28 Dès lors, la demande de Commerz Nederland tendant à obtenir la réouverture de la procédure orale doit être rejetée.

Sur les questions préjudicielles

29 Par ses questions, qu'il convient d'examiner ensemble, la juridiction de renvoi demande, en substance, si l'article 107, paragraphe 1, TFUE doit être interprété en ce sens que, aux fins de déterminer si des garanties accordées par une entreprise publique sont ou non imputables à l'autorité publique la contrôlant, sont pertinentes les circonstances selon lesquelles, d'une part, l'administrateur unique de ladite entreprise qui a accordé ces garanties a agi irrégulièrement, a délibérément gardé secret leur octroi et a méconnu les statuts de son entreprise et, d'autre part, ladite autorité publique se serait opposée à l'octroi de ces garanties, si elle en avait été informée. La juridiction de renvoi souhaite, en outre, savoir si ces circonstances sont de nature à exclure, dans une situation telle que celle de l'affaire au principal, une telle imputabilité.

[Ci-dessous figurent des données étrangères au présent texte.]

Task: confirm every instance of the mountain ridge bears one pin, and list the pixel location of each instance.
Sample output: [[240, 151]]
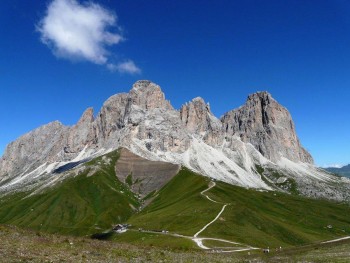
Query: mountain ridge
[[261, 132]]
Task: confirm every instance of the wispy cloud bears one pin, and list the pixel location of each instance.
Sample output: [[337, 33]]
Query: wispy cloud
[[125, 67], [80, 31]]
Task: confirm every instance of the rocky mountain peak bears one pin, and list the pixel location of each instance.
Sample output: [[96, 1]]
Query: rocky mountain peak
[[148, 95], [145, 122], [198, 119], [87, 117], [268, 126]]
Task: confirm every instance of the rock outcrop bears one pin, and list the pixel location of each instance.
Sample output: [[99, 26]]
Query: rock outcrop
[[268, 126], [199, 120], [143, 119]]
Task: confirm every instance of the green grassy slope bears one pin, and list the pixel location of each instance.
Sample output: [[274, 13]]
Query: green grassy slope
[[255, 218], [79, 205]]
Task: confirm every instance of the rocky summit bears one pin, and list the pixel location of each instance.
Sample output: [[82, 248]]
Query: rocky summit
[[244, 147]]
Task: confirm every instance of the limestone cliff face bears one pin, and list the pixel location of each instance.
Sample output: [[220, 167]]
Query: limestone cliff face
[[41, 145], [268, 126], [144, 118], [198, 119]]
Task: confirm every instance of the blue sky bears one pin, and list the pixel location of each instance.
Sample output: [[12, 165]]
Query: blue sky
[[222, 50]]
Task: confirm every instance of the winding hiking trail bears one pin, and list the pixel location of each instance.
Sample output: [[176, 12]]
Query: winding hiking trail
[[199, 240], [236, 247]]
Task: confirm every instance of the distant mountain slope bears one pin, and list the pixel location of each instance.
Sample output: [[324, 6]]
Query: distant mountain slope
[[83, 203], [343, 171], [89, 198], [256, 218], [260, 133]]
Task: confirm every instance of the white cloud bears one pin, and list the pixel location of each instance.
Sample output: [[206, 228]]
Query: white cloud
[[80, 31], [124, 67], [335, 165]]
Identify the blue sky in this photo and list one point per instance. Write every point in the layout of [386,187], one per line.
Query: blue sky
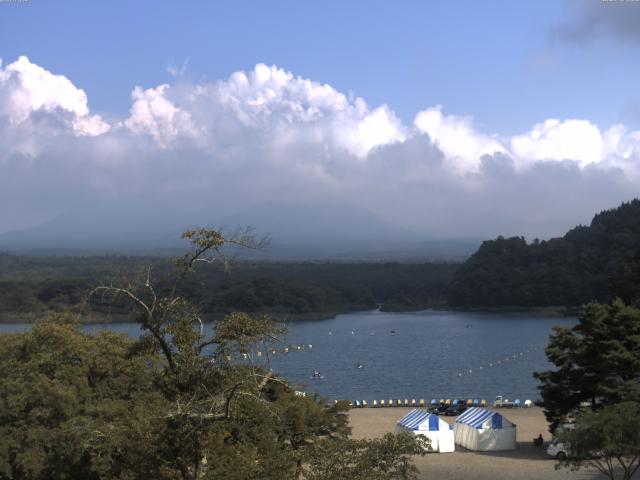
[444,119]
[498,61]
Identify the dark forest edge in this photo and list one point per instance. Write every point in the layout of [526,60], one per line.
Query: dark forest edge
[598,262]
[33,286]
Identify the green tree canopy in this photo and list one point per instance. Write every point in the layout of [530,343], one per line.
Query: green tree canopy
[177,403]
[607,440]
[597,360]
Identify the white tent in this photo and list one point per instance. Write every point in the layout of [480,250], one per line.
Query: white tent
[421,422]
[483,430]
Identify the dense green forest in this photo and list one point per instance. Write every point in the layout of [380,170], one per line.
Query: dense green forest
[590,263]
[30,286]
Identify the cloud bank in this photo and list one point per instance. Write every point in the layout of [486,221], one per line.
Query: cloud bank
[197,152]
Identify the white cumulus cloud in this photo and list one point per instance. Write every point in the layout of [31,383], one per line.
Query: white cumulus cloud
[268,135]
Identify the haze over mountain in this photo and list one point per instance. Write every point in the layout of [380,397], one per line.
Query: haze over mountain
[295,232]
[433,139]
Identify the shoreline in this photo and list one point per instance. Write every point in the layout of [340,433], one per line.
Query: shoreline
[526,462]
[287,317]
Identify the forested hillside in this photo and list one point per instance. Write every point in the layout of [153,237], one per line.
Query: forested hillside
[595,262]
[30,286]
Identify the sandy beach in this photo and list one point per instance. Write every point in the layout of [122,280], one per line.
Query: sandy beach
[526,462]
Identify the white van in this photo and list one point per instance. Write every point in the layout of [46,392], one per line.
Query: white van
[558,450]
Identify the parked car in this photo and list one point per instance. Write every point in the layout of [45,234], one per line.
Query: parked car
[558,450]
[501,402]
[455,410]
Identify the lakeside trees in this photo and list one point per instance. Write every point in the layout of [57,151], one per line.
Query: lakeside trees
[590,263]
[607,440]
[178,403]
[32,286]
[597,360]
[596,389]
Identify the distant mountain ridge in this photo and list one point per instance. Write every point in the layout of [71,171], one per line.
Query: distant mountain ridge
[590,263]
[305,231]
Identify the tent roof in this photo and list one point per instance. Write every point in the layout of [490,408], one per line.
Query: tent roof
[417,417]
[476,417]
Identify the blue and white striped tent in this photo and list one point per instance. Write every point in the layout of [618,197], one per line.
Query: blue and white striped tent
[421,422]
[482,430]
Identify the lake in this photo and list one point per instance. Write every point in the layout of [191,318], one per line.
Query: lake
[439,354]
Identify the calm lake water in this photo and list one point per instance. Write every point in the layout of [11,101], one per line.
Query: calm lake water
[431,354]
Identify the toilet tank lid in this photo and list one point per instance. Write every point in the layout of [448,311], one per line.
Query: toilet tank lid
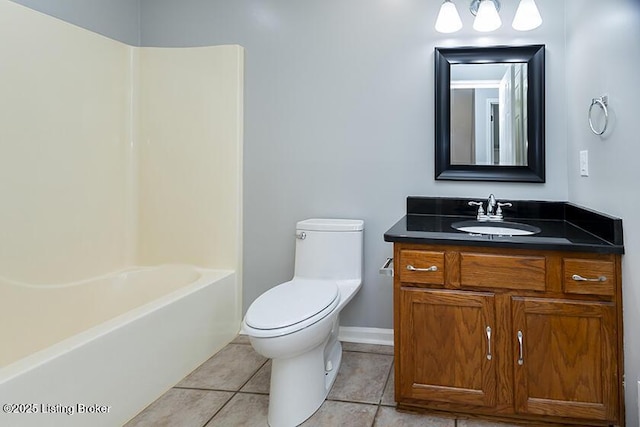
[330,224]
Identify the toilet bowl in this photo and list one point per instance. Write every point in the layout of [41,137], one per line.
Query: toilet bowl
[296,323]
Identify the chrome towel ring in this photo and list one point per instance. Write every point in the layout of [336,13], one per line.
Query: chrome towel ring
[602,102]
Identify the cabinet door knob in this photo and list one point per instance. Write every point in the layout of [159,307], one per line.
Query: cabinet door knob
[412,268]
[520,339]
[579,278]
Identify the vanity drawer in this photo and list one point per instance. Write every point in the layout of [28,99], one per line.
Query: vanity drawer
[525,272]
[421,267]
[589,276]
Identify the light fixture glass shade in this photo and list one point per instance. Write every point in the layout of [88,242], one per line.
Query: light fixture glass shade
[487,18]
[448,19]
[527,16]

30 À titre liminaire, il y a lieu de relever qu'il est constant que, dans l'affaire au principal, l'octroi par Havenbedrijf Rotterdam des garanties couvrant les crédits accordés à RDM Vehicles, à RDM Finance I et à RDM Finance II implique l'engagement de ressources d'État, au sens de l'article 107, paragraphe 1, TFUE, dès lors que ces garanties comportent un risque économique suffisamment concret susceptible d'entraîner des charges pour Havenbedrijf Rotterdam et que cette dernière était entièrement détenue, à la date des faits au principal, par la commune de Rotterdam.

31 S'agissant de l'imputabilité à l'État, au sens de l'article 107, paragraphe 1, TFUE, de l'octroi de ces garanties, il convient de rappeler qu'elle ne saurait être déduite du seul fait que ces dernières ont été accordées par une entreprise publique contrôlée par l'État. En effet, même si l'État est en mesure de contrôler une entreprise publique et d'exercer une influence déterminante sur les opérations de celle-ci, l'exercice effectif de ce contrôle dans un cas concret ne saurait être automatiquement présumé. Il est encore nécessaire d'examiner si les autorités publiques doivent être considérées comme ayant été impliquées, d'une manière ou d'une autre, dans l'adoption de ces mesures (voir, en ce sens, arrêt France/Commission, EU:C:2002:294, points 50 à 52).

32 À cet égard, il ne saurait être exigé qu'il soit démontré, sur le fondement d'une instruction précise, que les autorités publiques ont incité concrètement l'entreprise publique à prendre les mesures d'aide concernées. En effet, l'imputabilité à l'État d'une mesure d'aide prise par une entreprise publique peut être déduite d'un ensemble d'indices résultant des circonstances de l'espèce et du contexte dans lequel cette mesure est intervenue (arrêt France/Commission, EU:C:2002:294, points 53 et 55).

33 En particulier, est pertinent tout indice indiquant, dans le cas concret, ou bien une implication des autorités publiques ou l'improbabilité d'une absence d'implication dans l'adoption d'une mesure, eu égard également à l'ampleur de celle-ci, à son contenu ou aux conditions qu'elle comporte, ou bien l'absence d'implication desdites autorités dans l'adoption de ladite mesure (arrêt France/Commission, EU:C:2002:294, points 56 et 57).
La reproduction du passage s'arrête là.